PAN uses a pre-trained ResNet-101 to create the feature pyramid and then applies a Feature Pyramid Attention (FPA) module to fuse the features of different levels. FPA has a U-shaped structure that integrates attention-inspired information from different scales step-by-step in a precise and efficient way. In addition, PAN uses global context information to guide segmentation via Global Attention Upsampling modules. This increases the receptive field of the model and enhances the consistency of pixel-wise classification.

We believe that PAN was able to achieve the best accuracy in cystoscopic image segmentation because it efficiently combines the feature pyramid method, the attention mechanism, and also makes use of global context information. However, these operations entail a significant computational cost, making PAN one of our slowest networks. In contrast, the dilated convolutions used by the DeepLabv3 models are very fast to compute.

The 92.91% Dice score achieved by our PAN model indicates better tumor localization ability than reported in previous studies. As listed in Section 1, the attention mechanism-based U-Net of Zhang et al. [19] achieved a Dice score of 82.5%, the mask region-based CNN of Yoo et al. [6] obtained a score of 74.7%, while the CystoNet of Shkolyar et al. [4] did not report the Dice score result, but their per-frame sensitivity of 90.9% is lower than the 94.79% of our PAN model. This improvement in accuracy may be the result of more appropriate pre-processing of the input image, a better choice of neural network architecture, or a difference in the dataset.

In contrast to previous studies, we distinguish several types of lesions in addition to bladder cancer. Results show that the neural network can detect and localize them all with good accuracy. This can not only reduce the chance of any abnormalities going unnoticed but may also help urologists differentiate between benign and malignant lesions.

We also observed that the proposed pre-processing techniques (noise reduction, contrast enhancement) improved the accuracy of the subsequent segmentation step compared to the case when the raw input image is fed into the neural network. In the future, we hope to investigate more image enhancement algorithms to see if further improvements can be made. Moreover, with the rapid development of segmentation neural networks, we believe that architectures more efficient than the current ones may appear within a few years, which should be examined for cystoscopy.
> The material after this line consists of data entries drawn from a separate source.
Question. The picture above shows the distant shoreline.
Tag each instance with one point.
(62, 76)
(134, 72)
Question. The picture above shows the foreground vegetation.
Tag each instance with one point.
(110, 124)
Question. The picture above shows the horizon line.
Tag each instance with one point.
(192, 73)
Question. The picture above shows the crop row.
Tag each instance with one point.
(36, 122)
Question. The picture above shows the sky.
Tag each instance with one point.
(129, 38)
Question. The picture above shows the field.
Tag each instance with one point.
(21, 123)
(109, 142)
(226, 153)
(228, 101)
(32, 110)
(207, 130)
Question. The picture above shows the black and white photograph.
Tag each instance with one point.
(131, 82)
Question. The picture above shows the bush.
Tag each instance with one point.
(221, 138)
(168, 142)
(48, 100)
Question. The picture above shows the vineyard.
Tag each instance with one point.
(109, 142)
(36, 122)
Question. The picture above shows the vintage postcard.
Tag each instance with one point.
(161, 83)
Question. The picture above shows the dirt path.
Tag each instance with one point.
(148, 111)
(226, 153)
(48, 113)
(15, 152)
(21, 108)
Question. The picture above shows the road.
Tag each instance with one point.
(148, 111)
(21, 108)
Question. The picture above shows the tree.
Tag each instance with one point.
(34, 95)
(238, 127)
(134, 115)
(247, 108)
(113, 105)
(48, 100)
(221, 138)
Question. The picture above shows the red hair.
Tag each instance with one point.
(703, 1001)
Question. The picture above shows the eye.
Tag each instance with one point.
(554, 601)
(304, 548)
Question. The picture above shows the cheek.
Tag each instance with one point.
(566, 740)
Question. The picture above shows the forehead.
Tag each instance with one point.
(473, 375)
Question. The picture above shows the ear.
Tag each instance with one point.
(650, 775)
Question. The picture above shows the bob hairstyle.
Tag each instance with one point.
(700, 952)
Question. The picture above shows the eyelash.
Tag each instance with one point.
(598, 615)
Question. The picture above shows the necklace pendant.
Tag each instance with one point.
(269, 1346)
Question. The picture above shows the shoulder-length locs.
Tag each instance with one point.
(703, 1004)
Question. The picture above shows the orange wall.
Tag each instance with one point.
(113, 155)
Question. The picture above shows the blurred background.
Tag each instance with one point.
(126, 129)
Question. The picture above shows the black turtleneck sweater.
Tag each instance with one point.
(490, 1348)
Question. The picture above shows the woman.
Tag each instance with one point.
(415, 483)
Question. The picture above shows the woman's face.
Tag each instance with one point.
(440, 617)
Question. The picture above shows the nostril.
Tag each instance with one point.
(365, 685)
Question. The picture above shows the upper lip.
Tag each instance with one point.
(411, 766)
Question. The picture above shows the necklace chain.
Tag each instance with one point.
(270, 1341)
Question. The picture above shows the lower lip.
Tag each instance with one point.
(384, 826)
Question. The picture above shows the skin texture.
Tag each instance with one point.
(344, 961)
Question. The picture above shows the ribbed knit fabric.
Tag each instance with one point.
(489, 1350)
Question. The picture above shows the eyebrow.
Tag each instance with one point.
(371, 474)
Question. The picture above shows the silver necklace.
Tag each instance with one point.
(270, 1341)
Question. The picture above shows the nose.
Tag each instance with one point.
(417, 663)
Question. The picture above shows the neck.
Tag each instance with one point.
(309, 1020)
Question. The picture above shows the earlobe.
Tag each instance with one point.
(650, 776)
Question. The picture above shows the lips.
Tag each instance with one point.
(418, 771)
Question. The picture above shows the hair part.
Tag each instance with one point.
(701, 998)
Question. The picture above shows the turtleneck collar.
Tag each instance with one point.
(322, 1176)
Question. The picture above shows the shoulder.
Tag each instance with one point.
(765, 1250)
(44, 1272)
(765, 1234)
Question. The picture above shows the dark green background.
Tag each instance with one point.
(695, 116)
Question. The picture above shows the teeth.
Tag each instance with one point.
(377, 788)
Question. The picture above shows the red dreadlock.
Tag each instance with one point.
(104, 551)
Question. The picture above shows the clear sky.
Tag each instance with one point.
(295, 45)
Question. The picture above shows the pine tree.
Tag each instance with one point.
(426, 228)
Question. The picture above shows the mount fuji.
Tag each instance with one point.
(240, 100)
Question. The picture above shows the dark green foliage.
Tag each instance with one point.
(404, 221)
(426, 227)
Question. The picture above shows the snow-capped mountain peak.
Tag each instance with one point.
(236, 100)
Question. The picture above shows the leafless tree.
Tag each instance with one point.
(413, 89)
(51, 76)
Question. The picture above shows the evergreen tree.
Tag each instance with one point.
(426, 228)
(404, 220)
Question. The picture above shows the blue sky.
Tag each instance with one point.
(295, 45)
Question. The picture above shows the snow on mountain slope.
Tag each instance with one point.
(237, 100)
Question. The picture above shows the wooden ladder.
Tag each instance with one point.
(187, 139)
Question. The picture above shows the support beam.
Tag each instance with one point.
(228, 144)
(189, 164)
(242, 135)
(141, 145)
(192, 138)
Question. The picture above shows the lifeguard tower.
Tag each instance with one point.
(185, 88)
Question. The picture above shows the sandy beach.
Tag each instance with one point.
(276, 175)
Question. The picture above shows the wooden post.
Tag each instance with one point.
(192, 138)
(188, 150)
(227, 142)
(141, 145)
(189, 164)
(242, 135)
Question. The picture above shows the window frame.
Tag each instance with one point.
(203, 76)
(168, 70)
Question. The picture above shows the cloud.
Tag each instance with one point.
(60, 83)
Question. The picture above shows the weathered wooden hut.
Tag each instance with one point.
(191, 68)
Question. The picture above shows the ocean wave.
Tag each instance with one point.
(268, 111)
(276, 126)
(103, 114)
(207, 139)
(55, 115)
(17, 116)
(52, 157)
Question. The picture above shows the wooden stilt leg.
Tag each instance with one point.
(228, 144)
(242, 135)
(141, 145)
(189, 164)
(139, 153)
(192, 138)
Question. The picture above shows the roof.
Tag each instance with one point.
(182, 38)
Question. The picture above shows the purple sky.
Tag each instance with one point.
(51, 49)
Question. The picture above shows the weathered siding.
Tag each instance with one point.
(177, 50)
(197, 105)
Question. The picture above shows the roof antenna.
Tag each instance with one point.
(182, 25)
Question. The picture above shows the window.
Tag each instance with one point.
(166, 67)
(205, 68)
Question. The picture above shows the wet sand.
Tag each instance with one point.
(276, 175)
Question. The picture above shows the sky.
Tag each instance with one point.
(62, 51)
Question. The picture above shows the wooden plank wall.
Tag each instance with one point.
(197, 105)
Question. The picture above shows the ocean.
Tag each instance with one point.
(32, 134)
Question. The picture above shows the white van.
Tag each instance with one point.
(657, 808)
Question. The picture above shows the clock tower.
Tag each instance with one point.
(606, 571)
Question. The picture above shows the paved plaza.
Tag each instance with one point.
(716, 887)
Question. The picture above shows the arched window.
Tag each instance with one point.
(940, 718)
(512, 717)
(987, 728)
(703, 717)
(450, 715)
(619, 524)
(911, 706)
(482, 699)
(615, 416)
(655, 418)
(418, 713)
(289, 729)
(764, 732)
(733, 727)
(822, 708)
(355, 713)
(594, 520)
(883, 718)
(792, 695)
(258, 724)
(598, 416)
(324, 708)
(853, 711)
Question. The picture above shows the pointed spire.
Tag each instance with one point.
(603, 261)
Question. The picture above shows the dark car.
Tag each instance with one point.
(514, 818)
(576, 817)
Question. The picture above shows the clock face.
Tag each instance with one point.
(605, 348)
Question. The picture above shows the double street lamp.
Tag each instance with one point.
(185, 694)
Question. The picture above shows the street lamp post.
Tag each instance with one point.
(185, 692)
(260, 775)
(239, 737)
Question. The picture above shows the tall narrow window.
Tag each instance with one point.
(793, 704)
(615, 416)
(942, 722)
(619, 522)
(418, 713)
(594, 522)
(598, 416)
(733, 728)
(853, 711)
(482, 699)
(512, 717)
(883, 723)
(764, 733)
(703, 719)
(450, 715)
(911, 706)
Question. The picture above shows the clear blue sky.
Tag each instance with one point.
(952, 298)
We consider the greatest advantages of our solution to be the advanced and configurable image enhancement framework as well as the possibility of segmenting multiple types of bladder lesions. Disadvantages include the scaling of the input images to a fixed size of 160 × 160 pixels as well as the fact that it is not possible to know in advance what settings should be used for the pre-processing of the individual image frames in order to achieve the best possible segmentation accuracy.

5. Conclusions

In this paper, we examined a deep learning-based solution for the automatic segmentation of cystoscopy images. As a pre-processing, noise was reduced by guided filtering, and contrast enhancement was performed by unsharp masking. Then, the image was fed into a CNN that predicted a high-accuracy segmentation map, marking bladder cancer, two types of non-cancerous lesions, and four types of healthy tissue. This map was post-processed to find the boundary polygons and overlay the input image with their outlines, assisting doctors in cancer diagnosis and treatment. We examined eight popular neural network architectures for the task at hand, and we found that the PAN model achieves the best results with a mean Dice score of 92.91% and a malignant F-score of 91%. The small model size and the few millisecond prediction time of the neural network allow the solution to be applied in real time on video streams during the transurethral resection of bladder tumors.